El día que dejé de buscarte, te encontré

Hola. Hace tiempo que no nos vemos. Toda una vida diría yo. No te imaginas lo que he anhelado este momento. Si supieras cuanto tiempo te he estado esperando. No puedes saberlo. Aunque podrás hacerte una idea si tú también me has estado esperando. Por fin. La verdad es que no sé qué hacer.

Te he anhelado en tantas cosas. En relaciones pasadas que se difuminaron en el tiempo dejando a menudo mi corazón roto. Sin que tu estuvieras ahí para recoger los pedazos. Tuve que recogerlos yo sola. ¿Por qué tardaste tanto?

También te anhelé en lo que veía en la calle. En lo que todos tenían y yo por mucho que buscaba no encontraba. Cuantas veces hice como si diera igual. Como si no me importara.
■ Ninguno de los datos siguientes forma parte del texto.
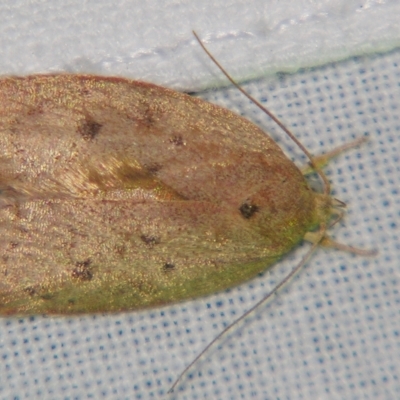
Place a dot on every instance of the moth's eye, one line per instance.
(248, 210)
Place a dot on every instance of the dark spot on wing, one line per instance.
(31, 291)
(150, 240)
(168, 267)
(82, 271)
(153, 168)
(89, 129)
(248, 210)
(177, 140)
Como si yo fuera lo suficientemente fuerte para luego correr a mi habitación a llorar desconsoladamente y sola.

Tanto lloré que se me secaron las lágrimas. Y llegué a pensar que había creado un imposible. Un sueño. Porque cuando dejé de llorar, mis ojos limpios pudieron ver que, a menudo, tampoco los demás tenían aquello de lo que presumían. Vi como los “felices” habían llorado tanto o más que yo. Y me pregunté si podía estar equivocada. Todos me echaban en cara que tenía que bajar el listón pues una persona así, para mí, no existía. Y lloré. Lloré pensando que quizá no vendrías. Y, por culpa de mis lágrimas –quizá egoístas– no te veía.
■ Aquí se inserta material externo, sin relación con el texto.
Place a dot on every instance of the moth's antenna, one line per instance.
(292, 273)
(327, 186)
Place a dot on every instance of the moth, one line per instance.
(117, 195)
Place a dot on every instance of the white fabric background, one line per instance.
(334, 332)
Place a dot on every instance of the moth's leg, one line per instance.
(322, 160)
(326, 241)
Solo superado mi dolor, pude ver que los “felices” no hablaban desde el convencimiento sino desde el más profundo de sus sufrimientos. Todos sus insultos y humillaciones no eran más que el signo, la rabia, de aquel que teme que lo que yo pensaba pudiera ser correcto. Y todas las implicaciones que ello conllevaría.

Me aleje de ellos. Corrí. Pues si bien podía ver el motivo de sus críticas contra mí. No siempre pude soportarlas. En aquellos momentos, me juraba que habría de ser fuerte, sino por mí, al menos por ti. Pues, ¿sería justo que mientras tú me esperabas también sólo y desprotegido, yo no aguantara la más mínima contradicción? Tú, sin saberlo, me hiciste fuerte. Me hiciste creer. Me hiciste amarte aun antes de haberte conocido.

Cambió de parecer el amor. Ya no eras la pieza que me faltabas, sino yo la que te faltaba a ti. No era algo pretencioso, solo la conciencia más pura y humilde, de que había nacido para ti y la vocación del amor no es ser servido sino servir. Deje de intentar encontrarte, de forma desconsolada y angustiada, maldiciendo al cielo por la desgracia de estar sola; para pasar a prepararme. A estar lista. Atenta. Vigilante. Disponible para que cuando tú me necesitaras, yo estuviera allí. Ya no era una cuestión de mí, sino de ti. Y tú vendrías, pues yo era esa pieza que te completaba. Vendrías cuando más te hiciera falta. Es posible que hubiéramos corrido en círculos buscándonos sin encontrarnos. No lo sé.

Solo sé una cosa. El día que dejé de buscarte, te encontré.